Friday, June 16, 2006

he goddam mad dog, eh?

This is a first in recent days; I'm posting without procrastinating. I just tried to make oatmeal cookies, and it seemed like I should record it as a followup to the rice pudding entry. I actually finished the article about Meiji nuns (for the moment). I sent it off to the editor of the journal, whom I love. She's so cheerful and sweet and effusive and sharp as a tack and doing cool feminist research. And I'm not just saying that because she's agreed to publish my work. Or because she told me to write this and gave me an actual deadline for it. She very cheerily and effusively suggested that I rework the whole article since it was too technical (read: dry and entirely lacking in context) for the readership of the journal. So I've been rewriting up a storm and it's not the same article as before, but I am terrified that it now sucks in an entirely different way. Well, if it does, she'll tell me in the nicest possible way.

So, the cookies. I've been having a craving for oatmeal cookies with chocolate chips in them and for some reason I decided to make them myself. You can see pictures of my pocket sized kitchen in earlier posts (if there are pocket gays, can I have a pocket kitchen?) and imagine what it's like to assemble a big bunch of ingredients in it -- not enough space for two bowls, (one for the dry ingredients, one for the butter and sugar), let alone an array of boxes and jars -- so why I didn't get some at the supermarket, I don't know. I'm also a little surprised at myself since until today I had a. no cookie sheets, b. no cooling racks, and c. no electric mixer. I stopped at Bed Bath and Beyooond, picked all those things up, proceeded, clanking, to Trader Joe's (source of all good things not provided by Old Navy), and thence to home.

Assembling the dry ingredients -- flour, cocoa, baking soda -- proceeded uneventfully, barring some cocoa powderage of the floor. Creaming the butter and sugar was also uneventful, once I derockified the brown sugar. The usual way to do this is to put it in a bowl with some wet paper towels, cover the bowl tightly with plastic wrap and nuke it for three minutes. All very simple, but what they don't tell you is that you end up with a drippy sugar coated paper towel and a range of brown sugar in different states from still-rock-hard to molten.

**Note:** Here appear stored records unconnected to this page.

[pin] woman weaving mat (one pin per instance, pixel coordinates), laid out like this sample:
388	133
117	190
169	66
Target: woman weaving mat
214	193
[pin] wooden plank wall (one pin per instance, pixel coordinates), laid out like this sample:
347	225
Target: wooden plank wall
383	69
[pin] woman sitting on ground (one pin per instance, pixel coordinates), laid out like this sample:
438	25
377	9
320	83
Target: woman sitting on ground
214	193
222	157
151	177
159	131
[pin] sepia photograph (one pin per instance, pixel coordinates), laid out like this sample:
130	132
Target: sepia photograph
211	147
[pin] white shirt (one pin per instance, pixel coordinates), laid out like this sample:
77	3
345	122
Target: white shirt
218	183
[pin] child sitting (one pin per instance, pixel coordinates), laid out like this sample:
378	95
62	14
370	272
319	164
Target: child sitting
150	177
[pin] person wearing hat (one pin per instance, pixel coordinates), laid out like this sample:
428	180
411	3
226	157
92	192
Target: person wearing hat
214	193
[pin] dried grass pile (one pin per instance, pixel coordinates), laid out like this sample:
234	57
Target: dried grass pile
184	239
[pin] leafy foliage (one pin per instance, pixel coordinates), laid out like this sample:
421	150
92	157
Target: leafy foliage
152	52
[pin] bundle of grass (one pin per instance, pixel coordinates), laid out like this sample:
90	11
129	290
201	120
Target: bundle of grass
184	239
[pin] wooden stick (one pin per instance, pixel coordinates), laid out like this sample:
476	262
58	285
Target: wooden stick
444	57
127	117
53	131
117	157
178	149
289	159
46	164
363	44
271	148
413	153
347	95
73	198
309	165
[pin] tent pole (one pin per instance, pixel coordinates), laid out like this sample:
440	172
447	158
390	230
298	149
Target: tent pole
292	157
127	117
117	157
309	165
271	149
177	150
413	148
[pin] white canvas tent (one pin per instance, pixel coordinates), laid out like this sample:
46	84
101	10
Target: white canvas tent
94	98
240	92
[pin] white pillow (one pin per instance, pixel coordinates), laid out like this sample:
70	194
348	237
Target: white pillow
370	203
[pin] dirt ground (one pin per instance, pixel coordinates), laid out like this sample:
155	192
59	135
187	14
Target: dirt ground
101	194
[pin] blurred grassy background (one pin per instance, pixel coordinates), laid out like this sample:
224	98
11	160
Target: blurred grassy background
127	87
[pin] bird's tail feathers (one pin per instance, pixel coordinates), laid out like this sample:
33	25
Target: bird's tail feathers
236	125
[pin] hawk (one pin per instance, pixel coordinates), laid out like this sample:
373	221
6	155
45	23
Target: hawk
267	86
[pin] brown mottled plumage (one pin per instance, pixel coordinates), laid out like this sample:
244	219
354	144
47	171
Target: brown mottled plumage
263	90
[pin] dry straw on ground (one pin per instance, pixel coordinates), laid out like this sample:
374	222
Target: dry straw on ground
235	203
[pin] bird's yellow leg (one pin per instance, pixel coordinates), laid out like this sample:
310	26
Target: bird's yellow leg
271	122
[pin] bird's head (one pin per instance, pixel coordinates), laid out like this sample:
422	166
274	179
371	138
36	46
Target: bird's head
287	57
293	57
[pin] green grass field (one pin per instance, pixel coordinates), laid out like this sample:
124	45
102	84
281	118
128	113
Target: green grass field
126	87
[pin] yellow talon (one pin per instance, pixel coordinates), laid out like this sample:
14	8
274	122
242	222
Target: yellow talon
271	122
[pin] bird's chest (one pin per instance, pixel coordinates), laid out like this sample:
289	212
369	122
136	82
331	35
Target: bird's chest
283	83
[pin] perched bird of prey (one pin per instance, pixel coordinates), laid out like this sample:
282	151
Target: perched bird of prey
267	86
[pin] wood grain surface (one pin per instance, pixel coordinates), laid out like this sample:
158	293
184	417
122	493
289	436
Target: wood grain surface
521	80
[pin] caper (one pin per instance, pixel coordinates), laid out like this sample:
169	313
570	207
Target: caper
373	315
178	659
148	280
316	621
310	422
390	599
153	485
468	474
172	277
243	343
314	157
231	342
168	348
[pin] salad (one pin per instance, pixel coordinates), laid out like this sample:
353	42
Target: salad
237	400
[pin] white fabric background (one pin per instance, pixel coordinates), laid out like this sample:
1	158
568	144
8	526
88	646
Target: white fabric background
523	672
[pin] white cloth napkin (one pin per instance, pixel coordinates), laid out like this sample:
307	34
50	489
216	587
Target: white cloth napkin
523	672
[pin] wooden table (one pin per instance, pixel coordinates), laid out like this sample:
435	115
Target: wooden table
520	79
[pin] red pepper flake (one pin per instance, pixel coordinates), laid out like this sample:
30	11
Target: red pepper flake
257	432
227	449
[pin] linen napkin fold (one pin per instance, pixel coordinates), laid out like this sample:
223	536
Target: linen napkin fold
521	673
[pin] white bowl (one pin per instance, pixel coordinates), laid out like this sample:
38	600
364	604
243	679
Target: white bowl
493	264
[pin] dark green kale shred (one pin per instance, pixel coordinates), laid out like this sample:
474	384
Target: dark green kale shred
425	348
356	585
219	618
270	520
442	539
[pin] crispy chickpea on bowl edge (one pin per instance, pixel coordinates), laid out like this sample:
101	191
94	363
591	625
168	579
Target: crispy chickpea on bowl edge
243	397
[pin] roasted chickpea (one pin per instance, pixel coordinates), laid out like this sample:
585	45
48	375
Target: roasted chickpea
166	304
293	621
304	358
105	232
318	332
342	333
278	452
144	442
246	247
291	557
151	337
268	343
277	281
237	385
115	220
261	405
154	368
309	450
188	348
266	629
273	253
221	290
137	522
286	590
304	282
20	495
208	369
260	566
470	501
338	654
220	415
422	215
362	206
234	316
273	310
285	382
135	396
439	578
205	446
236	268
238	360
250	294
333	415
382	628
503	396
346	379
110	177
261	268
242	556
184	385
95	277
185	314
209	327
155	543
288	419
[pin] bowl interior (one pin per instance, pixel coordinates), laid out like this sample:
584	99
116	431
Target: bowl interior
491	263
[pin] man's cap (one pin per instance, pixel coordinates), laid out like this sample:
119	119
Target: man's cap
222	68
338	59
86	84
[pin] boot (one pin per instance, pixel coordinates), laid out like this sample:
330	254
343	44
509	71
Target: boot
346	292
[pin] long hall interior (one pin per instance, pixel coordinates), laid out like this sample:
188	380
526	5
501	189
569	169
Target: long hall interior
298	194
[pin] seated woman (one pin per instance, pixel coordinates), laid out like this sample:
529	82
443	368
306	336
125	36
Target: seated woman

I haven't been to the gym lately, so holduing the electric mixer and beating the ingredients together, and then stirring in the walnuts, chocolate chips and oatmeal was a real workout, especially in my very hot kitchen. I do have to say that my oven heats up just like it's supposed to. Nine months or so here, and I just find this out. And the batter kachunks onto the cookie sheet just like it's supposed to, and the oven door opens in a perfectly ordinary way.

So why am I not eating chocolate oatmeal cookies right this minute? I'd like to formulate this next sentence that it becomes a bit of homespun wisdom blog-readers will tell their childrens for years to come, but I don't know if I can: Measure your oven before buying a cookie sheet? Don't buy your cookie sheets before you measure your oven? A foolishly unmeasured oven is the hobgoblin of non-little cookie sheets? An oven-measuring in time saves nine cookie sheets? You've just got to let cookie sheets be cookie sheets?

The upshot of all of this is that after all the hard, hard work I put into making the batter, the goddamn cookie sheet tray wouldn't fit in my goddamn oven, not lengthwise not crosswise. Stupid pocket oven.

I scraped the cookies manque back into the dough, put the dough in the fridge and licked the beaters on the electric mixer...

Saturday, June 10, 2006

Rice Pudding

Okay, so in lieu of writing an article about nuns in the Meiji period, I made rice pudding tonight. Not a success. I blame Rob Schneider. He was in a movie on broadcast tv tonight, in which he played a guy who somehow got reconstructed with animal parts. I can't tell you how much I appreciate not having cable. There's something about the magical combination of take-what-you-can-get programming plus bad reception that makes every crappy program a surprise.

Anyway, while Rob Schneider was eating raw meat and leering at goats, I cooked 1/2 cup of arborio rice (short grain, very creamy, the rice used for risotto) and then simmered 2 cups of milk, 4 tablespoons of sugar, and 1 teaspoon of vanilla. Laughing uproariously at the antics on my screen ( I put my TV on the rolling cart that I use to hold my unused makeup, bandaids, nail polish, Q-tips, contact lens stuff, scrunchies from the '90s (they WILL come back in style) and little bags I use to hold all this stuff and rolled it into the hallway by my kitchen because god forbid I think while I cook -- soooo boring!), I stirred the rice and simmering milk for ages and ages, until it all condensed into a sticky sweet mush.

Yet -- yet! -- it was too sweet and quite soupy, plus it had that gummy whole-milk mouth-feel (too many years of drinking skim milk, no doubt). Maybe it will solidfy in the fridge and then I will dust it with cinnamon and eat it all by myself.